Omg… DO WANT!!! They're so beautiful!!! (T.T)


----------



## laoshun (Apr 3, 2012)

Have you ever had problems with an overly aggressive female that pecks scales ?


----------



## CandiceMM (Jul 15, 2012)

Beautiful!!!!! I love those females!! I have started a small sorority and hopebto get a few more females!!


----------



## LittleBettaFish (Oct 2, 2010)

Thanks guys. I had more marbles in there but they have turned solid over time. 

The tank is just under 17 gallons. It is overstocked but it's also over-filtered and I am fastidious with water changes. 

Most of the females are pretty non-aggressive. However, there is one fish in there everyone attacks so she is probably going to have to either get a new home or be sold as she just isn't cut out for sorority life.

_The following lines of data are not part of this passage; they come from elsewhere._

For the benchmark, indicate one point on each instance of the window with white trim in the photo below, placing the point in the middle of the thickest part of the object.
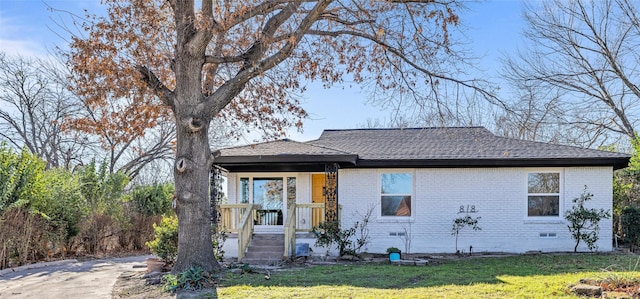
(396, 190)
(543, 194)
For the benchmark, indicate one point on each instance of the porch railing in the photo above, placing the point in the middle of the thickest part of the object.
(290, 232)
(232, 214)
(302, 217)
(245, 231)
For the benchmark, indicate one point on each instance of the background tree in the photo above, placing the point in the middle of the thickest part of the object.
(34, 99)
(244, 62)
(582, 61)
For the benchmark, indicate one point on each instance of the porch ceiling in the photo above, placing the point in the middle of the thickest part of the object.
(283, 163)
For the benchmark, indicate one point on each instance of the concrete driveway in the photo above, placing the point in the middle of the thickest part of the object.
(67, 279)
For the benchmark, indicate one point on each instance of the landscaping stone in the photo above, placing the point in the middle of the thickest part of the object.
(236, 271)
(587, 290)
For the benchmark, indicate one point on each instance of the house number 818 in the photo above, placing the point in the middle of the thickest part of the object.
(468, 209)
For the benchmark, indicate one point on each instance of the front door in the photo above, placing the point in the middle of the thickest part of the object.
(317, 196)
(268, 195)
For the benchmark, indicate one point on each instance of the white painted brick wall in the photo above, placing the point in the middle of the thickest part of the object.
(499, 195)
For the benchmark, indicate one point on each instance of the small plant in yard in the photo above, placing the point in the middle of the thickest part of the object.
(584, 223)
(393, 250)
(165, 245)
(630, 219)
(219, 237)
(195, 278)
(329, 233)
(462, 222)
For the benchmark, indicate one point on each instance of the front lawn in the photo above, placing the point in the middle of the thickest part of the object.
(538, 276)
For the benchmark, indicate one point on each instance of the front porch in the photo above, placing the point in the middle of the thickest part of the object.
(245, 220)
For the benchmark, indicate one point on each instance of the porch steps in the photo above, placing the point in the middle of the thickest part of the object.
(265, 249)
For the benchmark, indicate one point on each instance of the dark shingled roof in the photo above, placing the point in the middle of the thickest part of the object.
(421, 147)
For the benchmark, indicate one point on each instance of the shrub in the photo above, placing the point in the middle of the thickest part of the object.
(153, 199)
(460, 223)
(103, 194)
(165, 245)
(195, 278)
(20, 178)
(584, 224)
(630, 219)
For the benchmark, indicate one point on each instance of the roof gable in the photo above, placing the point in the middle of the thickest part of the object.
(418, 147)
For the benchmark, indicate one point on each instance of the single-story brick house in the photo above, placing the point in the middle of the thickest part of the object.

Other than that they have their minor squabbles and that's about it. 

Thanks for the comments guys. I am quite proud of my little crew.


----------



## blueridge (Jul 1, 2011)

Beautiful girls as always LittleBettaFish!


----------



## Junglist (Feb 23, 2012)

You have a nice sorority, I'm still in search for a blue marble female similar to them to match my Blue Marble HMPK for my next batch next year, sooner if found..


----------



## LittleBettaFish (Oct 2, 2010)

My two marbles and the koi female in the first picture are from TMTbettas of AB. They usually have a few nice blue marble girls up for sale. Also Profish farm is another one that sells a lot of marble HMPK females. 

He is a nice looking male. I am thinking of crossing the nicest of my wedgewood girls onto this fancy HMPK male.

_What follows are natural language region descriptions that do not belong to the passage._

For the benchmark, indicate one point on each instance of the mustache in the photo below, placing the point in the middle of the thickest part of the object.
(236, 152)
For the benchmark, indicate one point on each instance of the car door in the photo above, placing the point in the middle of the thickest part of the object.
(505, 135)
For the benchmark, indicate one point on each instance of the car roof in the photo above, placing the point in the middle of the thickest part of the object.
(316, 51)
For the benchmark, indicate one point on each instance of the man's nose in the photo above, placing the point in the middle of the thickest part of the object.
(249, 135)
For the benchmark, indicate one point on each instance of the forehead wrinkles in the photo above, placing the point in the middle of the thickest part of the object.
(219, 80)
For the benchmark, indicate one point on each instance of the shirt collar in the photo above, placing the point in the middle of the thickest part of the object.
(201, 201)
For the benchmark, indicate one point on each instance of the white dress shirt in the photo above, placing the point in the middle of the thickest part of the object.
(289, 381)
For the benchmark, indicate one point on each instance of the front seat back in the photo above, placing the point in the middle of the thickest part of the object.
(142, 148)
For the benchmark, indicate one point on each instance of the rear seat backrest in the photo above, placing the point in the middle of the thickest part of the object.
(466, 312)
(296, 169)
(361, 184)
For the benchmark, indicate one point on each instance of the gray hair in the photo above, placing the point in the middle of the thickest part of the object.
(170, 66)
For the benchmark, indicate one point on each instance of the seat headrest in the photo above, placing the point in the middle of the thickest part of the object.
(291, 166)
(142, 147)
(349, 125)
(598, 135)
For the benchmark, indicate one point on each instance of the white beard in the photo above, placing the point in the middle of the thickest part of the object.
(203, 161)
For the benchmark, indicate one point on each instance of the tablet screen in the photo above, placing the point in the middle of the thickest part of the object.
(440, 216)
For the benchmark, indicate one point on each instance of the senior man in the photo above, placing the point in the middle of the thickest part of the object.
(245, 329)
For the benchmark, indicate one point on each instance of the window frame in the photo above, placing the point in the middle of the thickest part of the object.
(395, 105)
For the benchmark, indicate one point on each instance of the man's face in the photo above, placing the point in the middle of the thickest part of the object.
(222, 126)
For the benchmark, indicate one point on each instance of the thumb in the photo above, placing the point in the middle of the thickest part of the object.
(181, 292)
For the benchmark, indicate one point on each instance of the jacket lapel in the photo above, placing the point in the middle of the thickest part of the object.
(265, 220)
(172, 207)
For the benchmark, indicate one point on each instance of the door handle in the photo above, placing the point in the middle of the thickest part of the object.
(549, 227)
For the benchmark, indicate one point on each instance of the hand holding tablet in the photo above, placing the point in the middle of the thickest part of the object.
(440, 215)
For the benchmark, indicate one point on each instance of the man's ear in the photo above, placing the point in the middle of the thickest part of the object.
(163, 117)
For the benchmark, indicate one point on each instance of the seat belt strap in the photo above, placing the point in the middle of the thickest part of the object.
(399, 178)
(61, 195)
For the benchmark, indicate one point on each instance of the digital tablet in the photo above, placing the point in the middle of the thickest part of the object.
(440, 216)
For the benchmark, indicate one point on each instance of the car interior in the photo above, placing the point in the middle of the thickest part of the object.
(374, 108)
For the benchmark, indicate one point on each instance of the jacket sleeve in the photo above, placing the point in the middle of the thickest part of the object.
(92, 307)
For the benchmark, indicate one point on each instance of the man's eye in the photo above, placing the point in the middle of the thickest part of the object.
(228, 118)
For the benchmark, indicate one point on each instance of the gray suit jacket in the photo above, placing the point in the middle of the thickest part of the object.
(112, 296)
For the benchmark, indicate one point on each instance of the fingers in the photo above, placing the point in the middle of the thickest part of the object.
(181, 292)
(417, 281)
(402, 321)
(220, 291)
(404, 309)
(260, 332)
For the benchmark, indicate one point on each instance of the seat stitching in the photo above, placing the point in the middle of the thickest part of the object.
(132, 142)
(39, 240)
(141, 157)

I had one with nicer form who was the easiest spawner in the world but he ate his eggs the last three times so he is now retired to a life of blackworms and luxury.


----------



## Romad (Jun 28, 2009)

Those are amazing looking fish! 

You made ma laugh with the Wedgwood reference. My cousin has rooms full of the blue and white Jasperware. She's been collecting it for decades and was president of the society in DC for a few years.

I'll have to send her a pic. of your girls


----------



## Aus (Feb 3, 2012)

Junglist - that male is really something!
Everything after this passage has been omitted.